Not use a variable for some events

Vidya_Sagar_V · June 25, 2017, 10:52am

I am training a neural network in TMVA with 9 variables.
One of those variables has a fault.
Initially, I had 320k events, but there is a problem with 70k of them.
Is there a way where it uses all 9 variables for 250k events and only 8 of them for remaining 70k events and generate a neural network? Something like giving individual event wise weights to each variable.
If such an option is not on TMVA but available somewhere else, please refer it. It will be helpful.

eguiraud · June 26, 2017, 7:30am

Hi,
classic DNN training algorithms require a fixed number of features.

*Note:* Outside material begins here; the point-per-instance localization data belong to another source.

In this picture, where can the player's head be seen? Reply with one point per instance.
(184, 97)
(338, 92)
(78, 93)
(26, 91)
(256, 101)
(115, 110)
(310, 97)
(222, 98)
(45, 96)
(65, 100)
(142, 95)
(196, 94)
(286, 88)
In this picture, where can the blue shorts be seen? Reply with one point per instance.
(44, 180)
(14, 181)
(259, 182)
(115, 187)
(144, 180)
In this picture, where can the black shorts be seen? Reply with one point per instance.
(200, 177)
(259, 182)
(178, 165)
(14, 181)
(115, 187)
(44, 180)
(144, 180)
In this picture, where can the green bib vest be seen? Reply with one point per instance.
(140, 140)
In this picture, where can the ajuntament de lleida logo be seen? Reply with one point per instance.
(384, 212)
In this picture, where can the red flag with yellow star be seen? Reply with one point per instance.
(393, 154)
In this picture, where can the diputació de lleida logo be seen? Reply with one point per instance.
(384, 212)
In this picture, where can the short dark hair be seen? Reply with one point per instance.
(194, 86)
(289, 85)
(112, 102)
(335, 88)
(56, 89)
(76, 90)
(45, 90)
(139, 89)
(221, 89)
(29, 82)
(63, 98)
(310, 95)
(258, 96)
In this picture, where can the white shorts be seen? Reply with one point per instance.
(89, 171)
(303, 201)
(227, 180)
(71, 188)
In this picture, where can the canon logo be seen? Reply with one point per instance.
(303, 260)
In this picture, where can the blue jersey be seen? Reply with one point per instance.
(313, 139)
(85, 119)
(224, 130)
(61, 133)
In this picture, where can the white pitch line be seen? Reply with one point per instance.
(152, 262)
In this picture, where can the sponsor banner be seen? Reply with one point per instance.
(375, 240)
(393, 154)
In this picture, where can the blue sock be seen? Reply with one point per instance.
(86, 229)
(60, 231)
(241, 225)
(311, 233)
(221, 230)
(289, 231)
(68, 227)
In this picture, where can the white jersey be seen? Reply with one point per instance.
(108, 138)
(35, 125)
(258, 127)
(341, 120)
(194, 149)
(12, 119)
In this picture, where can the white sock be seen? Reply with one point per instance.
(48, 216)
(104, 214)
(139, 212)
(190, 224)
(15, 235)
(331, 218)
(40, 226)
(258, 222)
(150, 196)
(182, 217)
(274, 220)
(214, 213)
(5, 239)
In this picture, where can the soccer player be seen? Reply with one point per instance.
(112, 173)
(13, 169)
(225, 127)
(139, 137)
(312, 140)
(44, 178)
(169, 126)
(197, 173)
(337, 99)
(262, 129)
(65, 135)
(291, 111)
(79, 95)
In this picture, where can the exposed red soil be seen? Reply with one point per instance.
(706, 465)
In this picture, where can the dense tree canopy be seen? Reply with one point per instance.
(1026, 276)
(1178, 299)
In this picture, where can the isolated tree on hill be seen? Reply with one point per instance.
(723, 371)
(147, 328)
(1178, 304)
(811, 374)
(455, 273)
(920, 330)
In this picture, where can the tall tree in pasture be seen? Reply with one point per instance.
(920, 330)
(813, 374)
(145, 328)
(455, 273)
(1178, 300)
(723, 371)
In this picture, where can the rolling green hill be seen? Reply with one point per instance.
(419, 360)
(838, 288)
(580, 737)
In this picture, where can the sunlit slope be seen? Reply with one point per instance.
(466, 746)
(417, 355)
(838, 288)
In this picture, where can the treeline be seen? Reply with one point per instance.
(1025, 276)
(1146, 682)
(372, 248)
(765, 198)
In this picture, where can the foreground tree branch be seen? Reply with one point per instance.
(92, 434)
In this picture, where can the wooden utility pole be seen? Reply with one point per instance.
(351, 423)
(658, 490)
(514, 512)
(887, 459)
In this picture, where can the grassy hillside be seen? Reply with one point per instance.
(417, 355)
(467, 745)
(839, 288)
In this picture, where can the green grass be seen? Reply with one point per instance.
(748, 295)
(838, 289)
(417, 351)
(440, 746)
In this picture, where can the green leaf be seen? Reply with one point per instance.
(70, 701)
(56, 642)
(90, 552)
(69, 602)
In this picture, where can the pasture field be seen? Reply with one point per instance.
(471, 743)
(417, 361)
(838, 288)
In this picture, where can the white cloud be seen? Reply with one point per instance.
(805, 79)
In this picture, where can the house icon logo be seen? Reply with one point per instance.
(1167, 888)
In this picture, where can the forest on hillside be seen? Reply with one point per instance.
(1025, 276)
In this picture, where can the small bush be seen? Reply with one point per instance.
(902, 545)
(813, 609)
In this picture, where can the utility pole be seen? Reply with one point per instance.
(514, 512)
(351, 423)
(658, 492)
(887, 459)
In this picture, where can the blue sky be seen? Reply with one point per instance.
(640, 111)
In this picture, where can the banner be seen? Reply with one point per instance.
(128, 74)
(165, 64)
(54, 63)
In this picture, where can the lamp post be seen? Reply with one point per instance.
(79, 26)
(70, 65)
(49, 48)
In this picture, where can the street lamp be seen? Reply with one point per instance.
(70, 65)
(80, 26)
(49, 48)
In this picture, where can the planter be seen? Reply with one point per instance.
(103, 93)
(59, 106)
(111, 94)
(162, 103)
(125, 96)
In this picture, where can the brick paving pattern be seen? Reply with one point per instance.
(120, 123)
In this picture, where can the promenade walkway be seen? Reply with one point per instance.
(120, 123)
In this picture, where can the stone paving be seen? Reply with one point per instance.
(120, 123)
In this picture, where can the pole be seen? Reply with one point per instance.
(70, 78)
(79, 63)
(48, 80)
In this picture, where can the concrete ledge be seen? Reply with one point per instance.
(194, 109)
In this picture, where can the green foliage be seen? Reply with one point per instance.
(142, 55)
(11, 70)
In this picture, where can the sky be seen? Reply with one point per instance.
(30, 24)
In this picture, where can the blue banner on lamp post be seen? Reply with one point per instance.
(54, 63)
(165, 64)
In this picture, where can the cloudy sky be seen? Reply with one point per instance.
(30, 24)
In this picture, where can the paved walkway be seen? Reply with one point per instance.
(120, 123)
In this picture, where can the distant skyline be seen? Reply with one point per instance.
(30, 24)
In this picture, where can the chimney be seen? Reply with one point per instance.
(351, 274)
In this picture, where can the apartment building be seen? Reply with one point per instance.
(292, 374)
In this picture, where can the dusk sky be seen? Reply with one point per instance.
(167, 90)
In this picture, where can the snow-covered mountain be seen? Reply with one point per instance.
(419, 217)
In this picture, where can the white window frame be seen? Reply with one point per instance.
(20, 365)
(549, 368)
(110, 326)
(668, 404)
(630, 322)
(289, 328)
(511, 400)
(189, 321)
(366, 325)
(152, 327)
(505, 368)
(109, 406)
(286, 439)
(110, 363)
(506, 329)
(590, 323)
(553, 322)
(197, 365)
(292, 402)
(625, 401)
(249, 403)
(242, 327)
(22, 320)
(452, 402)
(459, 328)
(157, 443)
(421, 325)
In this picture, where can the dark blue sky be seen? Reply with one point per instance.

You could set the faulty variable to a meaningful constant value (e.g. -1) for the 70k events that are problematic. This would not mean “do not consider the variable”, but it somewhat adds the information, in the data-set, that those 70k events have something in common regarding that particular variable. The neural net might or might not pick it up, depending how discriminative that difference is.

A less heuristic, more grounded approach could certainly be devising a training strategy that takes into account faulty variables to possibly be ignored on an event-by-event basis, but that is not a training scheme implemented in TMVA. In fact, my knowledge is limited but I don’t know of a mainstream training algorithm with this feature – someone certainly tried something in this direction, but I don’t know of a common practice (would be happy to hear what ML experts have to say on the topic).